Monday, 4 March 2013

Wanted: Good Home for John Piper Mural

John Piper, An Englishman's Home (section), 1951 (Liss Fine Art) 
Before street art there were murals, and in 20th century Britain numerous public and corporate buildings were decorated inside and out. From Rex Whistler's wall paintings in the dining room at Tate Britain to the Gordon Cullen mural at Greenside Primary School in Hammersmith, murals were a significant feature of our everyday cultural life; there's an evocative piece by Ben Pentreath on the subject here.

At the more humdrum end of the scale we have a mural at the end of our road in Bristol, a massive picture of a balloon floating over the landscape; it's painted on the side of a pub overlooking a green and, like murals everywhere, it is gradually fading. The Twentieth Century Society is currently campaigning to preserve what it can of the thousand-plus murals painted in the decades after World War Two.

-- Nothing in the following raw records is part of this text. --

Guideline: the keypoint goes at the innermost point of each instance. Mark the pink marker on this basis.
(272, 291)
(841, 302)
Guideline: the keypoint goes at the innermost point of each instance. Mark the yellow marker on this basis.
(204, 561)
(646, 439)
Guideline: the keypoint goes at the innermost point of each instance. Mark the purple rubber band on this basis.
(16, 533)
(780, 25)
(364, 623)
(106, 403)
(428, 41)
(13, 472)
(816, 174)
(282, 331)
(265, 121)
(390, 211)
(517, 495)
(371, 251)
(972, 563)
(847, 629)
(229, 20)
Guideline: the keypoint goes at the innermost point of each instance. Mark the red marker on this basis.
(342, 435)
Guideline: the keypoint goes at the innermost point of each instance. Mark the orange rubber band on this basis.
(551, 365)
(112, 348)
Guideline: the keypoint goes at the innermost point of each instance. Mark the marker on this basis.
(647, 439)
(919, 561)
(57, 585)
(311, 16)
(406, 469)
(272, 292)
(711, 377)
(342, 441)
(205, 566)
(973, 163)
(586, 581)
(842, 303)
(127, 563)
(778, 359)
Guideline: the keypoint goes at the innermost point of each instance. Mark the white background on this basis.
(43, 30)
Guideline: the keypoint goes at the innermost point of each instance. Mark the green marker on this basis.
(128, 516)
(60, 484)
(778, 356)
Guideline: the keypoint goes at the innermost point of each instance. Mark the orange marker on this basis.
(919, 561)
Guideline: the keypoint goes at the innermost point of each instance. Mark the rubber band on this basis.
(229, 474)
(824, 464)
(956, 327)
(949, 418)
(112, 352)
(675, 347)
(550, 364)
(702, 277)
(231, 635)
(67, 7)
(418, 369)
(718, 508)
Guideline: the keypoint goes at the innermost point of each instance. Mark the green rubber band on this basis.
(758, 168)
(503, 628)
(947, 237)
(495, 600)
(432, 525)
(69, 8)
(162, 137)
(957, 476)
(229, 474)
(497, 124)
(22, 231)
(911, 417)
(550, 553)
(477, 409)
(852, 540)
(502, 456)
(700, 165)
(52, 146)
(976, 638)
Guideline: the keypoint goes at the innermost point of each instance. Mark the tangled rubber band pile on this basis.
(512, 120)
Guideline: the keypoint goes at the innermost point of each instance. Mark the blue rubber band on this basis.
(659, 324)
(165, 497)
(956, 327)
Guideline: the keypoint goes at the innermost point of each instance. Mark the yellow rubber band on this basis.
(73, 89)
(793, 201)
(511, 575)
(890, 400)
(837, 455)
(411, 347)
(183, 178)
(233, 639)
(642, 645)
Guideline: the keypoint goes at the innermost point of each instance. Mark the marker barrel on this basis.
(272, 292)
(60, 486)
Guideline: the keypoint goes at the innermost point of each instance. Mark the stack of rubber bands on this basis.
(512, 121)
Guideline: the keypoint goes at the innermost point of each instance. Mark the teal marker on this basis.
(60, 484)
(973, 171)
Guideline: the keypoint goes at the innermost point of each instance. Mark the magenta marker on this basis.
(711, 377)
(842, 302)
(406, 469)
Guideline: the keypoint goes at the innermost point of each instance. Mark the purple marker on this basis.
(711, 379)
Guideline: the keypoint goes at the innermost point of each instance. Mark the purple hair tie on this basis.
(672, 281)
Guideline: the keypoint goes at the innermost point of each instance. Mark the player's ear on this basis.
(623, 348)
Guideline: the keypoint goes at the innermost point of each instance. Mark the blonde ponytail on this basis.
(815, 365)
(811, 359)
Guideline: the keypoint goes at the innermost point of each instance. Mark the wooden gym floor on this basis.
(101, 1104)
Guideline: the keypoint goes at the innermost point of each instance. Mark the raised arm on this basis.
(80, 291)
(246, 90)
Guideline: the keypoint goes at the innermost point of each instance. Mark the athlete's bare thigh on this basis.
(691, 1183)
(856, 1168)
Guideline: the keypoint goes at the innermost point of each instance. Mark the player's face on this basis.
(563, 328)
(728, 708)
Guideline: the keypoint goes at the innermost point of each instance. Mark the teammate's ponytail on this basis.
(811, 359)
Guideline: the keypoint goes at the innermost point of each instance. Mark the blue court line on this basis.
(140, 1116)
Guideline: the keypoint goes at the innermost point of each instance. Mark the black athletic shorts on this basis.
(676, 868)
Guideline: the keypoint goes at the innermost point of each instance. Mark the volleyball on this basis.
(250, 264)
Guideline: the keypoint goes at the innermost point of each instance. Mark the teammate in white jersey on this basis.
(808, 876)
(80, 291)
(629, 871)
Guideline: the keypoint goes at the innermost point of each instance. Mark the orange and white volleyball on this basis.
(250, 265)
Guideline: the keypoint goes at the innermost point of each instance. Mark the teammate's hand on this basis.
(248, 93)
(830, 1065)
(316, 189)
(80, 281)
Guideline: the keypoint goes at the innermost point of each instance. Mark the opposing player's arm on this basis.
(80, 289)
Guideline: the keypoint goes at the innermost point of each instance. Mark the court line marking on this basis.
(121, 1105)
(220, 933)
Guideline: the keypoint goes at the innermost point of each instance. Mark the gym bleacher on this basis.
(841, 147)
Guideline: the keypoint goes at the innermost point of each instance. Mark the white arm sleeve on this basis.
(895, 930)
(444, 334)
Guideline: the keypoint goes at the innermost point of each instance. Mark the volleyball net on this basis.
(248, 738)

An Englishman's Home fills one wall of the gallery at 22 Old Bond St
Given our climate and the upheavals of the past century it isn't surprising that so many murals have disappeared, but some have survived. Among the stunning pictures on show at the Fine Art Society are several large works commissioned for the 1951 Festival of Britain and painted on panels rather than directly onto walls. There were no doubt good practical reasons for this, but one perhaps unforeseen result is that the murals have been preserved.

There are dramatic pieces by Peter Lanyon, Edward Bawden, Barbara Jones and Alan Sorrell, but the mural that really steals the show is John Piper's epic architectural painting, 'An Englishman's Home'. As you can see from my rather poor photos, this is a fabulously huge picture, painted in oils on 42 panels. Exhibited in 1951 it subsequently languished in an Essex barn for years before being displayed for the Festival of Britain anniversary in 2011.

Right hand end with Brighton-Aquatints-style rooftops, chair included for scale
As the archetypal Romantic Modern, Piper has been enjoying a resurgence in popularity in recent years. But although good paintings from the first half of his career are hard to come by and expensive, no institution has yet come forward to buy 'An Englishman's Home'. This seems rather odd to me. Given the quality of the mural, its historical significance, its beauty and the standing of the artist who made it, I'd have imagined that art museums would be desperate to get their hands on those 42 panels.

Why has nobody come running, chequebook in hand? And how, if no major institution gets behind modern British murals, are the rest of us to be persuaded that it's worth preserving those pictures that still adorn the walls of schools, hospitals, restaurants and village halls around the country?

FFI: Fine Art Society
Twentieth Century Society


  1. If only I had a wall big enough to place it on (and the cash to purchase!). Take your point indeed about the preservation of such an item - if it were a Piper painting I doubt it would remain 'ownerless' for long.

  2. Your link to Ben Pentreath reminded me of the evocative Paul Sandby single mural saved from Drakelowe Hall at the V&A - I think it's still in the Costume Gallery - and thanks for focus on this exhibition which unfortunately I cannot get to London to see. Let's hope there's negotiation going on behind the scenes to find locations and cash for these amazing paintings.